Re: THEORY: Required Reading?
From: | David G. Durand <dgd@...> |
Date: | Friday, June 1, 2007, 13:28 |
> On Thu, 31 May 2007 09:35:46 -0400, Douglas Treadwell
> <epicureanideal@...> wrote:
>
>> Are there any books you would recommend as a sort of "required
>> reading list" to be adequately informed on the subject?
>
>> Are there any particularly good books on alphabets, grammars,
>> language in general?
The other lists posted were good. I find linguistic typology very
useful for conlanging. Greenberg started it:
Language Universals: With Special Reference to Feature Hierarchies
by Joseph H. Greenberg
I like the 3-volume Language Typology and Syntactic Description
ed. Timothy Shopen
Lots of example from Australian languages, covers different kinds of
language phenomenon, not too tightly bound to any one syntactic
theory. I wish I owned this, but I've checked it out from Brown's
library for months at a time when I had mroe active conlanging time.

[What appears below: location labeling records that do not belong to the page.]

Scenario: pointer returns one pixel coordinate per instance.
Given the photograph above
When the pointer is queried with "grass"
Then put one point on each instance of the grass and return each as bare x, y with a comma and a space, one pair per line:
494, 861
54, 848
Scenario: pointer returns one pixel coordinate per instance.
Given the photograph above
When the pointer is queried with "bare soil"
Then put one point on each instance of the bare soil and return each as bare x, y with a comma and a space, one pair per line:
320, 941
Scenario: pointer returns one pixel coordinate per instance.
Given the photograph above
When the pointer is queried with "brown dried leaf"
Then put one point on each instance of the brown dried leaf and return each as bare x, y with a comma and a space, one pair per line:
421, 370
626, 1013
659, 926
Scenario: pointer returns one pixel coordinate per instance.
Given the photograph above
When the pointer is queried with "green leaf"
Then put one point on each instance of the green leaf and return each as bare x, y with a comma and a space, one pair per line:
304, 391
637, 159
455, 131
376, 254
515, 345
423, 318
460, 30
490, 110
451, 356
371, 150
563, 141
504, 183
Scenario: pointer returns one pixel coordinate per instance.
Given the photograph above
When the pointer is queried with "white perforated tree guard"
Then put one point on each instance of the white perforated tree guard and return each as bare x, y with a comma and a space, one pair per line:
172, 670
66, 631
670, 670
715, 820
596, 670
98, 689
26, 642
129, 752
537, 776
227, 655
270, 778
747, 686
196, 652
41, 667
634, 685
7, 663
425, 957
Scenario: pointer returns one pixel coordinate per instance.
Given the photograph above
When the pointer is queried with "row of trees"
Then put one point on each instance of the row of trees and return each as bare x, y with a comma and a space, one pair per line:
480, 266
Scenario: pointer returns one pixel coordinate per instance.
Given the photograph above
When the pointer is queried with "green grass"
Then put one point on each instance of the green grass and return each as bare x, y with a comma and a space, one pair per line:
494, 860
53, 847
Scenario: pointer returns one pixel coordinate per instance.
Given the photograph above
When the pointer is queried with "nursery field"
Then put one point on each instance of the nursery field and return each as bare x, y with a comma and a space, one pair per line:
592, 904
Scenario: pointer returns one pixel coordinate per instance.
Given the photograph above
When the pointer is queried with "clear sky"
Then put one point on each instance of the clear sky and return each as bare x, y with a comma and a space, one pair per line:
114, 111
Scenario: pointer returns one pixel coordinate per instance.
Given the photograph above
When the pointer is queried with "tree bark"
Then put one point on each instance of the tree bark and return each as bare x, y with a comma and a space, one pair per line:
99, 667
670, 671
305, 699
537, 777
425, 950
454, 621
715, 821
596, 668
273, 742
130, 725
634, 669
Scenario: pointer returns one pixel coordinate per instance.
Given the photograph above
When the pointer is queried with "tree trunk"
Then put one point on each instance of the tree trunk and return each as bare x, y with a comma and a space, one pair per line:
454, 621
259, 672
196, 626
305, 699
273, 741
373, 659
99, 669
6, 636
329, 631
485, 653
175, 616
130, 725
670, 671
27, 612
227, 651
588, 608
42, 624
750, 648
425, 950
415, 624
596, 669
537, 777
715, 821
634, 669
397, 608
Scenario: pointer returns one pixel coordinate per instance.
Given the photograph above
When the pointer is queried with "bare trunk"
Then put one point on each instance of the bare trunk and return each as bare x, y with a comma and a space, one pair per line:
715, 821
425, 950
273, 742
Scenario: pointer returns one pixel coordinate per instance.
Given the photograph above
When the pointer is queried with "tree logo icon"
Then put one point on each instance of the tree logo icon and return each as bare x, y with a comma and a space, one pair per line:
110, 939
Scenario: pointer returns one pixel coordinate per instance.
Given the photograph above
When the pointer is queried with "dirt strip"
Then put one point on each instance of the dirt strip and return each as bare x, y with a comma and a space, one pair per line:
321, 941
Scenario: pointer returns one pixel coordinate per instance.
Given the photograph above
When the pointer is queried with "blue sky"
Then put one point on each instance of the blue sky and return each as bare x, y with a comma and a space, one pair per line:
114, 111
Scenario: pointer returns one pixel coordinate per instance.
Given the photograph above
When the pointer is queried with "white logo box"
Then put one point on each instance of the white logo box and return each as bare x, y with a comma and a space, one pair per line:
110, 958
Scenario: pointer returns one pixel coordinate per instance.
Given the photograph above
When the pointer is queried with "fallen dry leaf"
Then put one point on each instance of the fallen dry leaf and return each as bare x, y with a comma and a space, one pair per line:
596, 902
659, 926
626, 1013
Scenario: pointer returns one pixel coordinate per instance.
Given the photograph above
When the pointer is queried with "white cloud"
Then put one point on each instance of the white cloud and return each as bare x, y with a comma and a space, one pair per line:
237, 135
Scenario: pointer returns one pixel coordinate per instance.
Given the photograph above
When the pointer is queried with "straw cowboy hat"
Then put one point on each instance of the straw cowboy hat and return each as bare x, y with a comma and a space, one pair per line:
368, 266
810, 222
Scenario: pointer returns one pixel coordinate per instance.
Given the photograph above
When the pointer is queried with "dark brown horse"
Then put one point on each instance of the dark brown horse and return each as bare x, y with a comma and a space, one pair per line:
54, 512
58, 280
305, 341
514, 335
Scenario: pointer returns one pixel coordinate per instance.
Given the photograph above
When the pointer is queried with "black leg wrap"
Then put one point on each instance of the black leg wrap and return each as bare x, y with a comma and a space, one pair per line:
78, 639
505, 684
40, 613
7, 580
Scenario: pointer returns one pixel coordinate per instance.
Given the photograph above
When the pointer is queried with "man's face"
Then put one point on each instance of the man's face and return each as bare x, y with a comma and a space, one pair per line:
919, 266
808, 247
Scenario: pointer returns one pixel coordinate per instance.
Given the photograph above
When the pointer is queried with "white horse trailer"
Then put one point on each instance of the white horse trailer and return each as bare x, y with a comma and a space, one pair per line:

I have long liked Langacker's Fundamentals of Linguistic Analysis,
which is unfortunately out of print. It's a resource book for a
freshman course in Linguistics that features short, relatively theory-
neutral overviews of topics and lots and lots of examples for
analysis -- so you get many language phenomena in the form of data
that you must analyze to find the rules. A good way to learn, and to
see features that you might want to steal. You might find it on ABE.